Die NZZ führt bald eine Paywall ein. Drei Gründe, warum das Unterfangen gelingen könnte. Und warum sich die NZZ an einem davon noch die Zähne ausbeissen wird.
Die NZZ wagt den Schritt: Sie macht im ersten Quartal 2012 alle digitalen Inhalte kostenpflichtig. Es wird der erste ernstzunehmende Versuch in der Schweiz sein, eine Paywall zu errichten.
Es ist ein gewaltiges Projekt, das die NZZ hier zu stemmen versucht, und ein grosses Wagnis. Denn es gibt gute Gründe, anzunehmen, dass die NZZ mit ihrer Paywall scheitern wird.
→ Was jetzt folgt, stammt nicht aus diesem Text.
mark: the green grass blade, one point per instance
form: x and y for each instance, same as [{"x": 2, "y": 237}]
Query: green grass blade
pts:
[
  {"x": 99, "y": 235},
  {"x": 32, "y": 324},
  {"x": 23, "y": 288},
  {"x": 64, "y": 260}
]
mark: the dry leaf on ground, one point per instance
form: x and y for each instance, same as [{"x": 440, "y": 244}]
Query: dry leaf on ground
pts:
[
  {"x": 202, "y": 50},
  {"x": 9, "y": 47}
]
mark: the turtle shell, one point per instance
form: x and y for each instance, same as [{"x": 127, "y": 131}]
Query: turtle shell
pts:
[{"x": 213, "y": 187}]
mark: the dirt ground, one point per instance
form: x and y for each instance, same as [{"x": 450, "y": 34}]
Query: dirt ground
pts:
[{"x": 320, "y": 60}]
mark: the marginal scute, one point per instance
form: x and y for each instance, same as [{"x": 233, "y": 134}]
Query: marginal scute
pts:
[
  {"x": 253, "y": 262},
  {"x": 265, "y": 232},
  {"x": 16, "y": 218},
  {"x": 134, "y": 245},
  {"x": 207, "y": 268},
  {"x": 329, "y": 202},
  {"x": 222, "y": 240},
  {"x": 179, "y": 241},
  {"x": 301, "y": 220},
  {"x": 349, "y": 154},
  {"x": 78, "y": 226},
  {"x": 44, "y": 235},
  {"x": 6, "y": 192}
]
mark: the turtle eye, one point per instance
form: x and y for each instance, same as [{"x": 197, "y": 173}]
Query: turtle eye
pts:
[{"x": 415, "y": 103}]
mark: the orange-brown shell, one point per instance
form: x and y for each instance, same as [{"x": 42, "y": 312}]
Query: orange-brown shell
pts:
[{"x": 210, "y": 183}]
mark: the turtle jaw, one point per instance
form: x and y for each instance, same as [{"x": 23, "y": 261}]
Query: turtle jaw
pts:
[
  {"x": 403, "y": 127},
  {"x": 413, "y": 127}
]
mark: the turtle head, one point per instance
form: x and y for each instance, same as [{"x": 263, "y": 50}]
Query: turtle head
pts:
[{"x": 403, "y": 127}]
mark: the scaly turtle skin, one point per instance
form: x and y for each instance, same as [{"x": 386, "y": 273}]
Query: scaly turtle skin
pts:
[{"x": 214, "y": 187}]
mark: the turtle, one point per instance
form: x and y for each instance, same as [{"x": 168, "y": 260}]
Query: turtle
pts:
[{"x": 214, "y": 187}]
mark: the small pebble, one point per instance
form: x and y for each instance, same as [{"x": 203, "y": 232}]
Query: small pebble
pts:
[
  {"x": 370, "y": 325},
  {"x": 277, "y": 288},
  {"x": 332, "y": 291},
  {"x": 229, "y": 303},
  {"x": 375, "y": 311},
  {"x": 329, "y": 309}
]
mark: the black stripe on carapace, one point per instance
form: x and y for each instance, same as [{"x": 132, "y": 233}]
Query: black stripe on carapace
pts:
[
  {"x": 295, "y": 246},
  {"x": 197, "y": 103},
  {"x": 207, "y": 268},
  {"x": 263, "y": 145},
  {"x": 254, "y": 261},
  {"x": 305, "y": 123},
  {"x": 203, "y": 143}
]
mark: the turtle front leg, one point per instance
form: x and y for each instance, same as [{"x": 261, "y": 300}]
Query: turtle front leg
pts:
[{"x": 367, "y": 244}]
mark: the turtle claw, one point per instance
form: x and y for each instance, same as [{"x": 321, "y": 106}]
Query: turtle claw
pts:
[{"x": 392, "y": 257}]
Leser sind online kaum bereit zu zahlen, wenn sie dasselbe oder ähnliches anderswo kostenlos erhalten. Und das Kostenlosangebot an deutschsprachigen Medien ist reichhaltig. In der Schweiz decken 20Minuten und Newsnet die Nachrichtenlage gut ab (wenngleich man bisweilen über die Qualität streiten kann), im oberen Segment bieten ZEIT Online und die FAZ Online aus Deutschland hervorragende Berichterstattung. Die Lücke für die NZZ im oberen Qualitätssegment mit Schweiz-Bezug ist klein. Sowohl inhaltlich, wie auch bezüglich des Zielpublikums. Die Deutschschweiz, das darf man nicht vergessen, wenn man auf andere Versuche mit Paywalls blickt, ist ein kleiner Markt.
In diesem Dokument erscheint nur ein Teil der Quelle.